Pertl B, Sekizawa A, Samura O, Orescovic I, Rahaim P T, Bianchi D W
Department of Pediatrics, Obstetrics and Gynecology, New England Medical Center and Tufts University School of Medicine, Boston, MA 02111, USA.
Hum Genet. 2000 Jan;106(1):45-9. doi: 10.1007/s004390051008.
The purpose of this study was to develop a fluorescent polymerase chain reaction (PCR) assay for the detection of circulating fetal DNA in maternal plasma. Maternal DNA extracted from plasma samples of pregnant women at term and newborn DNA isolated from cord blood were used to genotype 12 mother/child pairs at nine different polymorphic short tandem repeat loci. Multiplex fluorescent PCR was used to detect fetus-specific alleles in the corresponding maternal plasma samples. Fetus-specific alleles were found in all maternal plasma samples studied. Using these polymorphic repeat sequences, every mother/child pair was informative in at least four of nine loci. Paternally inherited fetal alleles were detected in 84% of informative short tandem repeats. This approach may have implications for non-invasive prenatal diagnosis. Compared with other fetal DNA detection systems that use fetus-derived Y sequences to detect only male fetal DNA in maternal plasma, our proposed technique can be applied to both female and male fetuses.

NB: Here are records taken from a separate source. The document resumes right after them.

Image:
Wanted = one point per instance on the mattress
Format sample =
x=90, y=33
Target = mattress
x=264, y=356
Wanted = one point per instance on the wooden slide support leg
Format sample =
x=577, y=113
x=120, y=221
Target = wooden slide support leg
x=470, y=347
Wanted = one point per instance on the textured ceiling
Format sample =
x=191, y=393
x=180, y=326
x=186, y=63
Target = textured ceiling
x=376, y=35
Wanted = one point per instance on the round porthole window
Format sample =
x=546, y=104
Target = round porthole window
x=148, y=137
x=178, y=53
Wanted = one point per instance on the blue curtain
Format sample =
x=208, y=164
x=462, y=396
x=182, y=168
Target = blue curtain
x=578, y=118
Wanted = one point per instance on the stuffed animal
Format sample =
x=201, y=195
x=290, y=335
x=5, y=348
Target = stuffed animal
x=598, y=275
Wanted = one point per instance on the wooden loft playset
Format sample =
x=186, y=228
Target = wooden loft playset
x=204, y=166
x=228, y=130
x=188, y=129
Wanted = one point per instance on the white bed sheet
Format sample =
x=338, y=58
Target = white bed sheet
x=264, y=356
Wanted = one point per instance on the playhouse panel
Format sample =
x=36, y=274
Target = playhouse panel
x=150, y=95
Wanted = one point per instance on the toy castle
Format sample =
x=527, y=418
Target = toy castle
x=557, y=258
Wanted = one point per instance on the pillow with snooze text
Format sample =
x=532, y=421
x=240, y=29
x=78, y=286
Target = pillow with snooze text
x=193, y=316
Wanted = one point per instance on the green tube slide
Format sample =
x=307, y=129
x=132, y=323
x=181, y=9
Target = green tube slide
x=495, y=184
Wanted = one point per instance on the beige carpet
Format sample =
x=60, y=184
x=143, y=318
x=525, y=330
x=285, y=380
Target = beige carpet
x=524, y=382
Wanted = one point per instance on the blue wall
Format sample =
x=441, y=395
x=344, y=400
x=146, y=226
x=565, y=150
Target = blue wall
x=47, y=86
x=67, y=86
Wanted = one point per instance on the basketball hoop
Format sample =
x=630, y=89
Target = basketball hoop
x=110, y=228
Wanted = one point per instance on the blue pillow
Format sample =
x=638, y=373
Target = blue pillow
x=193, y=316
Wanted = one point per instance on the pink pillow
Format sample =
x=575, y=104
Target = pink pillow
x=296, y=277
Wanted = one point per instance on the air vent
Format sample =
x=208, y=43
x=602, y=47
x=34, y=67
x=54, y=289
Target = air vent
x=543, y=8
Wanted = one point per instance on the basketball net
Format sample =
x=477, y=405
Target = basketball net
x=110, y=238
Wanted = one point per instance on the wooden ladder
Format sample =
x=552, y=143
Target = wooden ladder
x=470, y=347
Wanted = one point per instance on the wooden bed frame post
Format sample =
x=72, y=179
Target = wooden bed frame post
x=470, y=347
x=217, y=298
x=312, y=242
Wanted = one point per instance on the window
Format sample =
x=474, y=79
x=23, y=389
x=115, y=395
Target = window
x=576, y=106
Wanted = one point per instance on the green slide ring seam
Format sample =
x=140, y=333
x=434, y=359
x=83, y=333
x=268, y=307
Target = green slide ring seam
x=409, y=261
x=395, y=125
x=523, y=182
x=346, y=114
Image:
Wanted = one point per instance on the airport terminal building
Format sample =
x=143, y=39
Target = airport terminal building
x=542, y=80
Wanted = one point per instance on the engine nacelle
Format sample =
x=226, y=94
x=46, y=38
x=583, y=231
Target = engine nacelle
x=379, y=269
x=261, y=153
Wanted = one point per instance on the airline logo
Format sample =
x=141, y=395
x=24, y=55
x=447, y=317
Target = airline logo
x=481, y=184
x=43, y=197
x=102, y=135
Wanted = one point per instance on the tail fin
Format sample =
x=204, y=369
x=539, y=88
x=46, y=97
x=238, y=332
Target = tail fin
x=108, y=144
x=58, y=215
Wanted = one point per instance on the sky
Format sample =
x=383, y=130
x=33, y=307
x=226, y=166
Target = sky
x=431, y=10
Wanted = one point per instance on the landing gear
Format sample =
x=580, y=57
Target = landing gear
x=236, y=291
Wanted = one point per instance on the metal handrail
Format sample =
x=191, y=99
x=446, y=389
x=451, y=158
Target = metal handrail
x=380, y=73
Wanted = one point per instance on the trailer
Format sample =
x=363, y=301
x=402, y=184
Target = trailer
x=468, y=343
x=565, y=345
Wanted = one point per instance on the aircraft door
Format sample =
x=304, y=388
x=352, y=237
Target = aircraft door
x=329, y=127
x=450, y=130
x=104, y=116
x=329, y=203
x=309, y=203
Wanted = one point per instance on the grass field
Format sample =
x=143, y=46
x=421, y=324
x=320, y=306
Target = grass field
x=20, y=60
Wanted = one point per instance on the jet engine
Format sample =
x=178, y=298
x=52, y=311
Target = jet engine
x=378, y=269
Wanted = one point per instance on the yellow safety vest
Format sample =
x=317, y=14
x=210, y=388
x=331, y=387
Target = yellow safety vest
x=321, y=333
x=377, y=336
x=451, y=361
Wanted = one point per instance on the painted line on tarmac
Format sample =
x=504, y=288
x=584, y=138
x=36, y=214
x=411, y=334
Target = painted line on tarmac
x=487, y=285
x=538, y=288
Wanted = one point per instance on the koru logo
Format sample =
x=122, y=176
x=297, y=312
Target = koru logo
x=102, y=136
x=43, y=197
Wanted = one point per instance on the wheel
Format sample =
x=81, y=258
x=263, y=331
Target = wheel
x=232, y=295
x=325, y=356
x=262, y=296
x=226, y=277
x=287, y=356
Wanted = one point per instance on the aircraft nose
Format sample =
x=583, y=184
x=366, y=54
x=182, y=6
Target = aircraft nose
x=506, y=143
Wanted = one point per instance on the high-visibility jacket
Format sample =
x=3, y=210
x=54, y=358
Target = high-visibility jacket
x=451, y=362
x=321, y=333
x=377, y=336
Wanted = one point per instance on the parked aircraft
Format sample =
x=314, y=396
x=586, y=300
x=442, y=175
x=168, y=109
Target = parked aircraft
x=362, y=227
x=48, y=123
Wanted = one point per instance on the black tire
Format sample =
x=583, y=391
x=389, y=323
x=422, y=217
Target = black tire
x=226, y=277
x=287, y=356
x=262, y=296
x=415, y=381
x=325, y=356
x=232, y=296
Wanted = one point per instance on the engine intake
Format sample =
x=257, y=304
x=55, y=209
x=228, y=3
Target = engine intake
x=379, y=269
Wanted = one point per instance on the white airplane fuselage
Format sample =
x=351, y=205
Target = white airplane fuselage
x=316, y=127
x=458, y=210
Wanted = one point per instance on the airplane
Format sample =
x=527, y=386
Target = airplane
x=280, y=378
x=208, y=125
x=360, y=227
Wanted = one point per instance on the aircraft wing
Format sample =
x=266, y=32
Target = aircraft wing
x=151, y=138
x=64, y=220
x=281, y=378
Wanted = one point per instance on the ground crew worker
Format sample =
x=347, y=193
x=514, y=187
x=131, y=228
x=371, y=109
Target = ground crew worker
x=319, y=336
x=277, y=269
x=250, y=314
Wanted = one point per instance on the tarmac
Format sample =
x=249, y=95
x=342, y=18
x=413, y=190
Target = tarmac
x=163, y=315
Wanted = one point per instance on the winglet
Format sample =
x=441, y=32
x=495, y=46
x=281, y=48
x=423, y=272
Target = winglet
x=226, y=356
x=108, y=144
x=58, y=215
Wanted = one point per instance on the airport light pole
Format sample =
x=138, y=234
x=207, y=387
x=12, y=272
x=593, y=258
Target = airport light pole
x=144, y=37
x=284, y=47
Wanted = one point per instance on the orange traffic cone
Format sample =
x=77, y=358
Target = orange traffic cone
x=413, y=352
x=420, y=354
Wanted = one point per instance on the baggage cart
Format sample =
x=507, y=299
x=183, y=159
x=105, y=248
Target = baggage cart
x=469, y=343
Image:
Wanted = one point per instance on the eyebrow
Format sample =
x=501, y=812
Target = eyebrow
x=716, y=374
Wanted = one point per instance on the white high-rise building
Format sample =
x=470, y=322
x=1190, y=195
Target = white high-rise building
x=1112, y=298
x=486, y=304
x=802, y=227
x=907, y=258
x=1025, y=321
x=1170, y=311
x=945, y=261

本研究的目的是开发一种荧光聚合酶链反应(PCR)检测方法,用于检测孕妇血浆中的循环胎儿DNA。从足月孕妇血浆样本中提取的母体DNA和从脐带血中分离的新生儿DNA,用于对12对母婴在9个不同的多态性短串联重复序列位点进行基因分型。采用多重荧光PCR检测相应孕妇血浆样本中的胎儿特异性等位基因。在所研究的所有孕妇血浆样本中均发现了胎儿特异性等位基因。利用这些多态性重复序列,每对母婴在9个位点中的至少4个位点上具有信息性。在84%的信息性短串联重复序列中检测到了父系遗传的胎儿等位基因。这种方法可能对非侵入性产前诊断具有重要意义。与其他利用胎儿来源的Y序列仅检测孕妇血浆中男性胎儿DNA的胎儿DNA检测系统相比,我们提出的技术可应用于女性和男性胎儿。